Service charge not distributed to workers by restaurants liable to income tax: CBDT : 23-11-2018

Restaurants and hotels imposing service charge on customers in the name of tips but not passing them full to their employees could court trouble from taxmen. Central Board of Direct Taxes, the apex direct taxes body, has directed its field officials to examine balance sheet and expenditure statement of restaurants and hotels in cases where there is any under-reporting or non-reporting of additional income collected in the name of service charge.

The CBDT has said wherever it is found that the service charge receipts have not been passed on to the staff or there is some under-reporting or non-reporting of receipts, it should be duly brought to tax.

“While framing assessments or carrying out verification under provisions of the Income Tax Act, 1961, in case of hotels and restaurants it is necessary to examine whether there is any under-reporting or non-reporting of additional income collected in the name of service charge,” it said in a circular.

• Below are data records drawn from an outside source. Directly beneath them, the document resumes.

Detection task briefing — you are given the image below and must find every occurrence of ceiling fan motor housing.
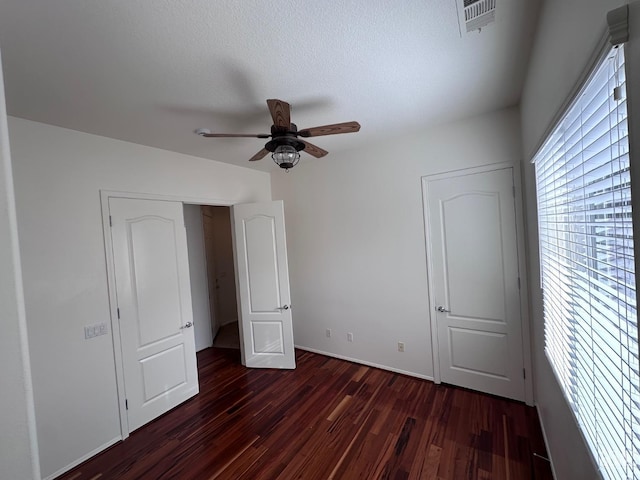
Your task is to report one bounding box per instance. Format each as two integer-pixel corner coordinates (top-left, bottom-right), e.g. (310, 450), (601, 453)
(264, 123), (305, 152)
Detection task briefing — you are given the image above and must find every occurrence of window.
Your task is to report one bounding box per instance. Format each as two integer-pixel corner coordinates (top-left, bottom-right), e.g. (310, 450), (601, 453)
(534, 46), (640, 480)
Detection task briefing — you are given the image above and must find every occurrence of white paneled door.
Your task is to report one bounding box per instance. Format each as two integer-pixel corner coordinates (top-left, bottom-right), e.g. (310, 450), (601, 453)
(424, 168), (525, 400)
(233, 201), (296, 368)
(109, 198), (198, 432)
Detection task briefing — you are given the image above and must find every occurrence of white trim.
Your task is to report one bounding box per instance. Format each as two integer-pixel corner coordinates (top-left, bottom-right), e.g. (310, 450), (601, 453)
(43, 437), (122, 480)
(513, 162), (534, 406)
(535, 403), (558, 480)
(422, 161), (534, 405)
(528, 5), (631, 163)
(294, 345), (433, 382)
(0, 47), (41, 478)
(528, 29), (616, 163)
(100, 190), (236, 440)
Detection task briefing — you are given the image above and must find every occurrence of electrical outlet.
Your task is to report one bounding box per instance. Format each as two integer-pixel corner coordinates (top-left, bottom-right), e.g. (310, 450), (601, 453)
(84, 322), (109, 339)
(84, 326), (95, 339)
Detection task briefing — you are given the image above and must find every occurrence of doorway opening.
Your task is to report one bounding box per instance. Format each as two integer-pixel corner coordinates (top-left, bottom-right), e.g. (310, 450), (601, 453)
(184, 204), (240, 352)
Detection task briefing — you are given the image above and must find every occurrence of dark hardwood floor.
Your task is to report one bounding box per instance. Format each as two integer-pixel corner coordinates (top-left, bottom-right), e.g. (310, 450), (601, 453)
(59, 348), (552, 480)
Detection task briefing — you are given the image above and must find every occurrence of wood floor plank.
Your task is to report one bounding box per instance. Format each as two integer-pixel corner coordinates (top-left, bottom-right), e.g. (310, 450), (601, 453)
(59, 348), (552, 480)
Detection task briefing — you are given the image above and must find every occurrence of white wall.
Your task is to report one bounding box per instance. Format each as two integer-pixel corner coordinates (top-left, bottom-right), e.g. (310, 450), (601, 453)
(9, 118), (271, 476)
(271, 109), (522, 377)
(184, 205), (213, 352)
(0, 52), (40, 480)
(521, 0), (628, 480)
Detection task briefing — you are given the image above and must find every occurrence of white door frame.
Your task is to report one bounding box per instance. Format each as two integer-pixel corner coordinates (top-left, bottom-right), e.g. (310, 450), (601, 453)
(100, 190), (238, 440)
(422, 162), (534, 406)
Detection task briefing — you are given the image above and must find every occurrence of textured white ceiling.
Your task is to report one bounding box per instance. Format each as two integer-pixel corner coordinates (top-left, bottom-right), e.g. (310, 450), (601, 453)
(0, 0), (539, 170)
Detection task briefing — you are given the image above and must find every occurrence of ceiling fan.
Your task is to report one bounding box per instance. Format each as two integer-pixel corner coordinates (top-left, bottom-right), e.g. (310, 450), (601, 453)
(196, 99), (360, 170)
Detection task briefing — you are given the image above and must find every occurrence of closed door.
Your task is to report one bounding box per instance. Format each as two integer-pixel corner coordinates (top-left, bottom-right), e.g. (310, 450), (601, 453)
(424, 168), (525, 400)
(233, 201), (296, 368)
(109, 198), (198, 431)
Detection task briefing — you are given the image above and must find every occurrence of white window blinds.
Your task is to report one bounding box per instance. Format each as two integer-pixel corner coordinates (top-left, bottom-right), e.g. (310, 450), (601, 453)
(534, 47), (640, 480)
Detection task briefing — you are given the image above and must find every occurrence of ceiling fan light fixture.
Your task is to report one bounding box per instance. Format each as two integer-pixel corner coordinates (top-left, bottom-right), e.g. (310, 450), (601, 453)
(271, 145), (300, 170)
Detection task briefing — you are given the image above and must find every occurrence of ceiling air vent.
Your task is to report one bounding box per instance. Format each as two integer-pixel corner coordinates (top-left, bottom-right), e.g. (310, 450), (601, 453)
(458, 0), (496, 33)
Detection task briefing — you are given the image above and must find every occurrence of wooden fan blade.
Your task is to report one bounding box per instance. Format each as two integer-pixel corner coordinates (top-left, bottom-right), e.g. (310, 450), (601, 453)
(298, 122), (360, 138)
(301, 140), (329, 158)
(249, 148), (269, 162)
(267, 98), (291, 130)
(200, 133), (271, 138)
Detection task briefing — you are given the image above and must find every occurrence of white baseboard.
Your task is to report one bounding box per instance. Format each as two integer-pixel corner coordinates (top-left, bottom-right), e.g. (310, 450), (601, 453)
(295, 345), (433, 382)
(535, 403), (558, 480)
(43, 437), (122, 480)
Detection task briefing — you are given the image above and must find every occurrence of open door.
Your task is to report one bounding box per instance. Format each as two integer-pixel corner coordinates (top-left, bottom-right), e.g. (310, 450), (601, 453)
(109, 198), (198, 432)
(232, 201), (296, 368)
(424, 167), (525, 400)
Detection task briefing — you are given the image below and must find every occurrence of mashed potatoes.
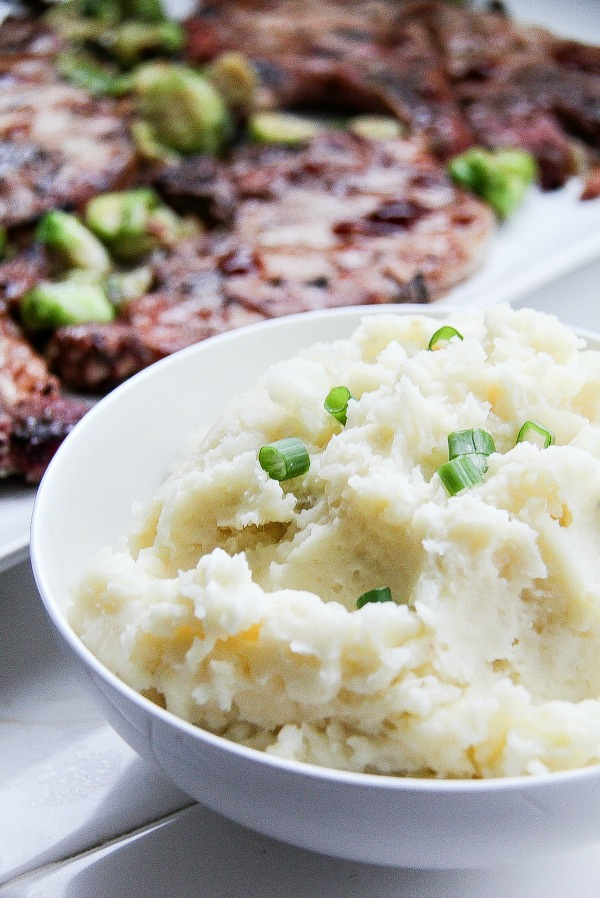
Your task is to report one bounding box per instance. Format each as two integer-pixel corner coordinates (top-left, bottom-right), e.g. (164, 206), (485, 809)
(71, 306), (600, 778)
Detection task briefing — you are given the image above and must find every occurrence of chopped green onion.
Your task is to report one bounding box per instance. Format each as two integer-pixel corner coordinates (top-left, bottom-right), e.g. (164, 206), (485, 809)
(462, 452), (488, 474)
(258, 437), (310, 480)
(438, 455), (485, 496)
(517, 421), (556, 449)
(356, 586), (394, 608)
(428, 324), (463, 349)
(324, 387), (354, 424)
(448, 428), (496, 459)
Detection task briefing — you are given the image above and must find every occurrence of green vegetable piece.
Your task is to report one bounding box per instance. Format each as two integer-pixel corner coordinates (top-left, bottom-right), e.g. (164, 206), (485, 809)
(43, 0), (106, 44)
(104, 266), (154, 306)
(517, 421), (556, 449)
(20, 281), (115, 331)
(117, 0), (167, 22)
(248, 112), (322, 147)
(258, 437), (310, 481)
(348, 115), (404, 140)
(448, 147), (537, 219)
(135, 63), (232, 155)
(99, 20), (185, 68)
(83, 0), (124, 25)
(437, 455), (487, 496)
(56, 51), (120, 97)
(36, 210), (111, 273)
(356, 586), (394, 608)
(448, 429), (496, 459)
(130, 119), (181, 165)
(427, 324), (464, 350)
(85, 187), (181, 261)
(206, 51), (258, 114)
(324, 387), (354, 424)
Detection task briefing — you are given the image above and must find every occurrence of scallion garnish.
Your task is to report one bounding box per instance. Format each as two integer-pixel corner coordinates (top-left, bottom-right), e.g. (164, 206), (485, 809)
(438, 453), (487, 496)
(428, 324), (464, 349)
(517, 421), (556, 449)
(324, 387), (353, 424)
(258, 437), (310, 480)
(356, 586), (394, 608)
(448, 428), (496, 459)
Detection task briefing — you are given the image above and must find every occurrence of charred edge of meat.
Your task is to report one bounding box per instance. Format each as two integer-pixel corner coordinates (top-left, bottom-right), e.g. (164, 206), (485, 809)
(46, 322), (165, 394)
(0, 396), (89, 484)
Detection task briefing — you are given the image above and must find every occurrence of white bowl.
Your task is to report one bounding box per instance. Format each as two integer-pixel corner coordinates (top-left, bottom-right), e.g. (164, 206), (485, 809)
(31, 306), (600, 868)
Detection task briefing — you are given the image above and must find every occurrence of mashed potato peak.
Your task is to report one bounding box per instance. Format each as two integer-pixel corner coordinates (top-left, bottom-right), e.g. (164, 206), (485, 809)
(71, 306), (600, 778)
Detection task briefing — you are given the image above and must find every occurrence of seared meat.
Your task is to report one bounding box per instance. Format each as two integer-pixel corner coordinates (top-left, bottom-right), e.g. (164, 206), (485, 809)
(0, 19), (135, 227)
(48, 131), (494, 390)
(187, 0), (600, 180)
(187, 0), (469, 157)
(0, 309), (88, 483)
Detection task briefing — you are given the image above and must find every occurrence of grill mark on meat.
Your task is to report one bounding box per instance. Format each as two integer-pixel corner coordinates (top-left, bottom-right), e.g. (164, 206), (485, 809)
(0, 21), (135, 227)
(48, 131), (494, 390)
(0, 308), (88, 483)
(186, 0), (469, 157)
(186, 0), (600, 180)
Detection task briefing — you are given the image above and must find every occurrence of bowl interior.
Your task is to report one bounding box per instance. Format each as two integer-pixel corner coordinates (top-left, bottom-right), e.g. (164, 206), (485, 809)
(31, 306), (600, 867)
(31, 306), (448, 610)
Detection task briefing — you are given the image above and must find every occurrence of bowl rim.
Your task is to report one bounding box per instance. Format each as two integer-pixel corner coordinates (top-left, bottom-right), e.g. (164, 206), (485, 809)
(30, 303), (600, 796)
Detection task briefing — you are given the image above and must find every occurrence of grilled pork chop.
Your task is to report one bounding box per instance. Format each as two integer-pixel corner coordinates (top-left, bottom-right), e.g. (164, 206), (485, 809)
(43, 131), (494, 391)
(0, 300), (88, 483)
(186, 0), (600, 182)
(0, 19), (135, 227)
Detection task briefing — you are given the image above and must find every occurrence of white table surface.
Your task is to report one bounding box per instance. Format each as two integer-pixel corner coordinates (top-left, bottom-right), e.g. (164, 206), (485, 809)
(0, 260), (600, 898)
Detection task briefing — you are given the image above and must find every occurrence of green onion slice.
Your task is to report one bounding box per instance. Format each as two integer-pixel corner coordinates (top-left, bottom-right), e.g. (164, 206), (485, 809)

Service charge is supposed to be in the nature of ‘tips’ for hotel or restaurant staff and is sought to be collected on their behalf. But there have been reports of some restaurants and hotels not passing it to their staff. Service charge is not taxable and the amount of service charge levied is entirely at the discretion of restaurants and hotels. Usually, the rate is 10% and it is mentioned on the menu.


This follows a clarification by the department of consumer affairs in April 2017 that service charge levied by restaurants and hotels is ‘voluntary’ and customers can refuse or pay according to their wish.

Subsequently, minister of consumer affairs, food and public distribution Ram Vilas Paswan had tweeted on September 12, 2017: “in view of the seriousness of issue, department of consumer affairs has written to CBDT to consider inclusion of service charge while assessing tax”.

Tax experts say industry will have to be prudent now in their treatment of the levy. “Such taxpayers would now have to act prudently by either eliminating such levy on the total bill or passing on its effect to the hotel/restaurant’s workers,” said Suraj Nangia, partner at Nangia Advisors LLP.

Vikas Vasal, national leader tax at Grant Thornton India LLP, said from a commercial perspective, as this is not a government mandated levy, consumers should have an option to pay the same depending upon their overall experience and the services received. “From a tax perspective, it may be prudent for the government to clarify its position for the employer and the employee, as well as under GST to avoid unnecessary dispute and litigation.”

Amit Maheshwari, partner at Ashok Maheshwary & Associates LLP, said, “One has to see if this would result in higher tax revenues, since even currently non-payment of tips to staff in spite of collecting them increases profit and consequently the taxes. We expect a tighter tax scrutiny of the industry.”